This week, I’ve felt a bit nostalgic. I’ve been longing for the ethereal sensations I enjoyed when I read those early romance novels back in the late 70s. It’s impossible to put into words the grip those stories had on me. Like a drug addict, I needed them as much as I needed to breathe. Whether written by Betty Neels or Barbara Cartland, something about those simple love stories held me captive. What kept me turning pages until the final denouement…the final little pitch in my stomach?
I’ve recently started to revisit some of those stories. The basic story is simple, boy meets girl, boy and girl sort of get together, boy never really had girl, boy loses girl just as he starts to realize he loves her, boy gets girl at the end. And of course they live happily ever after. There’re no extraneous explosions, curses, or dystopia to hide behind. There’s nothing overly complicated about it.

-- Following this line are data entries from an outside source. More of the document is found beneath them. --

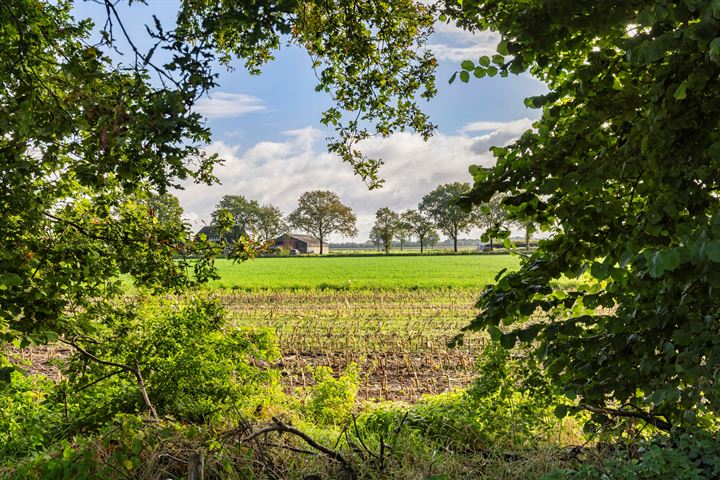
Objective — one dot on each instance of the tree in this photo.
(402, 231)
(376, 238)
(244, 213)
(83, 137)
(432, 239)
(491, 216)
(440, 205)
(321, 213)
(386, 225)
(269, 222)
(165, 207)
(419, 225)
(83, 143)
(622, 169)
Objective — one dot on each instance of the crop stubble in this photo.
(398, 339)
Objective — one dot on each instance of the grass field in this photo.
(378, 273)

Please don’t misunderstand me…I’m not saying that any of the extra stuff is bad. I certainly toss it into my stories. And in more recent fiction, the reader expects it.
Yet the simplest stories are maybe the most difficult of all to write. They are so transparent that if the slightest hint of motivation is wrong, if the conflict doesn’t ring true, they fail to sate the appetite. When you lay out these simple stories, like a dandelion chain, each link leads to the next—an unpretentious flower arrangement that delights the eye and warms the heart.
As writers and artists on our journey toward mastery, we learn to study the Greats. It’s expected that we’ve read the classics. But sometimes I like to return to the beginning, to the innocence of those beloved stories that inspired me to my craft.
When you feel nostalgic, what do you return to?